Diez años después, retornaron las cacerolas pero ahora una fracción ínfima de esa clase media vuelve a las calles. Esta vez, sin embargo, la naturaleza de su reclamo se devalúa por el contexto, el tiempo pasado y –sobre todo- por el sentido de la acción colectiva. El contexto es diferente pues hoy el capitalismo argentino no atraviesa una crisis total como en 2001 sino que comienza a deslizarse por un sendero de desaceleración fuerte pero sin perspectivas catastróficas a corto plazo. El contraste con aquellos años es que hoy no está en cuestión la propia legitimidad del proceso político como si lo estaba en aquel momento con el “que se vayan todos”. El Estado ha recuperado su capacidad de condensar las exigencias de orden de las clases dominantes, y la protesta callejera de ciertas fracciones de los sectores medios tienen poca capacidad de impugnación de la recuperada hegemonía del capital. Finalmente, la demanda de “derecho al atesoramiento de dólares” en el actual contexto aparece como poco razonable y nada generalizable, en el marco de una sociedad donde la capacidad de ahorro se reduce a un subsector muy reducido de la población. Por otra parte, en el marco de un “capitalismo serio” (es decir, “en régimen”), la clase media atesoradora se convierte en un residuo (o peor aun en un factor negativo) frente a las fracciones medias rentistas que colocan sus excedentes líquidos en inversiones inmobiliarias u otras formas dinámicas de capital financiero. En un capitalismo donde la capacidad de producción de plusvalía no está puesta en cuestión, el atesorador es un personaje simpático pero para nada funcional.

En diciembre de 2001, el corralito como agravio (para usar el concepto de E.P. Thompson) golpeaba seriamente a una importante porción de los sectores medios (que iba más allá de quienes detentaban plazos fijos e incluía a los –mucho más numerosos- poseedores de cuentas corrientes y de ahorro en general) y tenía efectos expansivos al conjunto social en un marco de crisis orgánica.

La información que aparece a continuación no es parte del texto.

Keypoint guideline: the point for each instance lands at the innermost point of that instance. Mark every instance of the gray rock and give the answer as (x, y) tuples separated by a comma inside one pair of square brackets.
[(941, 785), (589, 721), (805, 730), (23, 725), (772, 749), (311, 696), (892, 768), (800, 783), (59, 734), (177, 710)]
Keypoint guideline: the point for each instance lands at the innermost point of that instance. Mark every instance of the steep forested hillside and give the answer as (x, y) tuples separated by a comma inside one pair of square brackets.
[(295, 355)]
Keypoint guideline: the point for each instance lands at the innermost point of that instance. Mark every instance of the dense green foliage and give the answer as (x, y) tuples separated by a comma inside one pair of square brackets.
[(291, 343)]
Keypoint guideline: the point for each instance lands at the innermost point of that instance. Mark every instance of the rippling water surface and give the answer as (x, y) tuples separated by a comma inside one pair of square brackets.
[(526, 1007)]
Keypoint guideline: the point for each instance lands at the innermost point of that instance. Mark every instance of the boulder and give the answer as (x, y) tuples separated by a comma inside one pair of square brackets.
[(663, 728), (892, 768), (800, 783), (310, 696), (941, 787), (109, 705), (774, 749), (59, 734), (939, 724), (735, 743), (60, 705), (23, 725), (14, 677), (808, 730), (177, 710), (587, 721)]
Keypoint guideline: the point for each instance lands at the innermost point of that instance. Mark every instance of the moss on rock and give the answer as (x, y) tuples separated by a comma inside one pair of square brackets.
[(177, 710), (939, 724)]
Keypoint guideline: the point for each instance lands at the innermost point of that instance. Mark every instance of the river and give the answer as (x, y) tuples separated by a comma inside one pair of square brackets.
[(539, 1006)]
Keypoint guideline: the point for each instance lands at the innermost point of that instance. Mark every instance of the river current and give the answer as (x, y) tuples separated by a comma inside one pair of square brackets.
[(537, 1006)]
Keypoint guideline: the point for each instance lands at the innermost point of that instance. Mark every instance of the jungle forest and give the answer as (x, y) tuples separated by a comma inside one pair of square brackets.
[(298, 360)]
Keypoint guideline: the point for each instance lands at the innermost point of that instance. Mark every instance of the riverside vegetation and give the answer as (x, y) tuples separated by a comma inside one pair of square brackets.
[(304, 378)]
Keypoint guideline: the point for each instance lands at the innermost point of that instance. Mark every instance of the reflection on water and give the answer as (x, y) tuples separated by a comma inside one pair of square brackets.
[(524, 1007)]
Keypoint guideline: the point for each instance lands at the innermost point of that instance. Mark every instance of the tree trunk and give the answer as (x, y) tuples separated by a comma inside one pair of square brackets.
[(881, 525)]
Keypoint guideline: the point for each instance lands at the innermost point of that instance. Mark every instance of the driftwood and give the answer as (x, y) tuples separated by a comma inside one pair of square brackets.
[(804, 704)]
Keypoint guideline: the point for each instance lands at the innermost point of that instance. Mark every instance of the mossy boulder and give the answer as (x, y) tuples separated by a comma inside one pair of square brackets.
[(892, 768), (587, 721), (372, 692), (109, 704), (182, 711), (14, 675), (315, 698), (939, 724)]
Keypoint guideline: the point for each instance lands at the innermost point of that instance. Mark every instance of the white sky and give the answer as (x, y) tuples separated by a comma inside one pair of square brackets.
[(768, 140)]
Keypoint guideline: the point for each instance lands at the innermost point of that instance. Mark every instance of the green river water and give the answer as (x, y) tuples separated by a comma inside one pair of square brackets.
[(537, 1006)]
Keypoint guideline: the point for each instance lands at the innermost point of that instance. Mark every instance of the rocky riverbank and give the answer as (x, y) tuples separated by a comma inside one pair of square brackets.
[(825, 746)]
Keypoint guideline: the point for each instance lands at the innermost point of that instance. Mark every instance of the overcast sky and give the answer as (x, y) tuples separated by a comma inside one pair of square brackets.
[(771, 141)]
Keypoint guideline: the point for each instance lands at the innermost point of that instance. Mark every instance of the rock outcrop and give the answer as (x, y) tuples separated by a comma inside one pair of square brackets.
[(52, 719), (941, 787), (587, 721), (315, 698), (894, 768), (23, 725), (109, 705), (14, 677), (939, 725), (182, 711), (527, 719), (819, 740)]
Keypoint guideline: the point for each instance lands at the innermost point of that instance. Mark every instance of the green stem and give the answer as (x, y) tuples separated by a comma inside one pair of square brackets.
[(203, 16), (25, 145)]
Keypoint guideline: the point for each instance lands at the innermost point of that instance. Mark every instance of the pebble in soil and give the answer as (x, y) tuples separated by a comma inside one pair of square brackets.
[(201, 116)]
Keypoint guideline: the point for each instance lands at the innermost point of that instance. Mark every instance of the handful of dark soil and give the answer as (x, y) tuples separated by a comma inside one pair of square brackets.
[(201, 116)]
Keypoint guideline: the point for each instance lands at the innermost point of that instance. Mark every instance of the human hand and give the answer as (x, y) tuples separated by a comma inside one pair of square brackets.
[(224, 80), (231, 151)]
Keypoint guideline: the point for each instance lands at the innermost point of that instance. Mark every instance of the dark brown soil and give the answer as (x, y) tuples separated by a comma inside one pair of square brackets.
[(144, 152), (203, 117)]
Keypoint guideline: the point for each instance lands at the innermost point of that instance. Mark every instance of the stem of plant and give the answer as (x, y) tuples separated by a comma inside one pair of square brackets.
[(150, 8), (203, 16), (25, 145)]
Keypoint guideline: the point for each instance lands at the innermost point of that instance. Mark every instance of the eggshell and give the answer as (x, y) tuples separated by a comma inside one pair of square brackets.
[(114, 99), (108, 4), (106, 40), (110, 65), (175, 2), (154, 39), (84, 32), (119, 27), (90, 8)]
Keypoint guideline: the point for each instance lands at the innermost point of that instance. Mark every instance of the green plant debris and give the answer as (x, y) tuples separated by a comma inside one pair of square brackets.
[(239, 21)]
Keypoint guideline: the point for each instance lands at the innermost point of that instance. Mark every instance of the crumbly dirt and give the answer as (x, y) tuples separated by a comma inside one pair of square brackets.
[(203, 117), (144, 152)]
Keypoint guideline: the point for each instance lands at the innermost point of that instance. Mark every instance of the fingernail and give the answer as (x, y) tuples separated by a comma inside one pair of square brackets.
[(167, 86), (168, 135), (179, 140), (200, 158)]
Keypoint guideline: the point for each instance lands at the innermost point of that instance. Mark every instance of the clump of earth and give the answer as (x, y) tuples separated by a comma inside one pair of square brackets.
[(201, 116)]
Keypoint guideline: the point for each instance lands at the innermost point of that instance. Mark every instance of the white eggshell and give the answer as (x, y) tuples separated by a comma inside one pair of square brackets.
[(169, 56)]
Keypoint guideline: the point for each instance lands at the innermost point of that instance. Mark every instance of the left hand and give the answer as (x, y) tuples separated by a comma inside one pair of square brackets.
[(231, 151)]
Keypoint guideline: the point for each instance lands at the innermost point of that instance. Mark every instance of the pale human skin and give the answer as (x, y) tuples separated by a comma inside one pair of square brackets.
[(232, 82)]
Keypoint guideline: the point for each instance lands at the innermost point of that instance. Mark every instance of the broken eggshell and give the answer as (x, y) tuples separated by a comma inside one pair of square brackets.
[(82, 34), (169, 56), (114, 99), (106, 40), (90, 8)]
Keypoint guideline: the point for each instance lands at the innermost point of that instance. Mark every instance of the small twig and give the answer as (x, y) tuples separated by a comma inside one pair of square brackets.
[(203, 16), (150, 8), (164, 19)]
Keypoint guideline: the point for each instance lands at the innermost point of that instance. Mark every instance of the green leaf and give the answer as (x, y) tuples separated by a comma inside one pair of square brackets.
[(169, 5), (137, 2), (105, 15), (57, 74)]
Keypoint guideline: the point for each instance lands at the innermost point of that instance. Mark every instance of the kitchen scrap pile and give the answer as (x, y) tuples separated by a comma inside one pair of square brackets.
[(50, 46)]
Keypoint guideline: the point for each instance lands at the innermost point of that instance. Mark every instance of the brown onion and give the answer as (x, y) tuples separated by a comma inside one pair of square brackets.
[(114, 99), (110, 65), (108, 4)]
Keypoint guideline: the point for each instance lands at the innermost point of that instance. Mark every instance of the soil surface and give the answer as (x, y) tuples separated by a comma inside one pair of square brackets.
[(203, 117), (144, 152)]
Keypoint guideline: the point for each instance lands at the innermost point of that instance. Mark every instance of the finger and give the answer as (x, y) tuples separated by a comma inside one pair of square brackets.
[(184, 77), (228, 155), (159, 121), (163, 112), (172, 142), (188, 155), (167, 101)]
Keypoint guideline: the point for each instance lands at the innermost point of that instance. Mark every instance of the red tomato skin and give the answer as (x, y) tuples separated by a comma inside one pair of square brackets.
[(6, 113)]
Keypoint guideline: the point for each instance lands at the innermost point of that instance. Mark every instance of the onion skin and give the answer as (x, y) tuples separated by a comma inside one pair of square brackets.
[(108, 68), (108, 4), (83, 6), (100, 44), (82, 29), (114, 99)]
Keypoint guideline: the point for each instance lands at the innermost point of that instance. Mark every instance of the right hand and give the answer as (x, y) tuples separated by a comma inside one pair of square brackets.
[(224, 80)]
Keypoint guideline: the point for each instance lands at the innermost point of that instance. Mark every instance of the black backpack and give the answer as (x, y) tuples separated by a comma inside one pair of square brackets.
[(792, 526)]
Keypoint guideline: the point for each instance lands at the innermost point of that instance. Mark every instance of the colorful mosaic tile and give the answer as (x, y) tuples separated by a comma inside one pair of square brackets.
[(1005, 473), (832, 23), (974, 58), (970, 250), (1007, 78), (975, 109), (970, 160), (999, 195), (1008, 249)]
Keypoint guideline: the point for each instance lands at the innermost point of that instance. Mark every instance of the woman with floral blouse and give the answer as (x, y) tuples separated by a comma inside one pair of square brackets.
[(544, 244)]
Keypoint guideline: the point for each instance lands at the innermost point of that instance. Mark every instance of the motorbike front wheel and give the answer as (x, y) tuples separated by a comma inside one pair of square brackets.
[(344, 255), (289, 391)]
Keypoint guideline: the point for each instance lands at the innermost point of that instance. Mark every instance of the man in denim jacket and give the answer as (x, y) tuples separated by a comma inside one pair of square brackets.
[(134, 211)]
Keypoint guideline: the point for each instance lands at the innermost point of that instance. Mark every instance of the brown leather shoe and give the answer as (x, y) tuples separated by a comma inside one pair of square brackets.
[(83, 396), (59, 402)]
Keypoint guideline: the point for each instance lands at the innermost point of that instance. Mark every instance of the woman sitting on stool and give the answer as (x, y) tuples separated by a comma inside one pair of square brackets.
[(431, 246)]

De allí, la dimensión y legitimidad de la acción emprendida por los participantes. Hoy, el agravio sólo atañe a una fracción de las clases medias que no pueden generalizar su visión del mundo pues material y simbólicamente no remite a las prácticas mayoritarias de su propia clase. Por otra parte, estas cacerolas no pueden interpelar al conjunto del pueblo trabajador (y no lo buscan) porque no cuestionan un proyecto capitalista en crisis.

El corralito sobre el dólar es una medida torpemente implementada por el gobierno y no ataca los problemas de fondo que se traducen en presiones devaluatorias. Las restricciones a la compra-venta de dólares no resuelven la crítica situación del balance de pagos que se vincula al síndrome de endeudamiento crónico de la Argentina, el peso creciente del capital transnacional (y su política de fuga de divisas) y la incapacidad sistémica de la industria argentina de competir internacionalmente sobre la base de la inversión. Las cacerolas se convirtieron en el chivo expiatorio (como en otro momento, Repsol, Clarín, los “fondos buitres” y otros) para que el gobierno pragmáticamente accione con el fin de desplazar las barreras de su proyecto, ganando tiempo y creando nuevo espacio político de maniobra.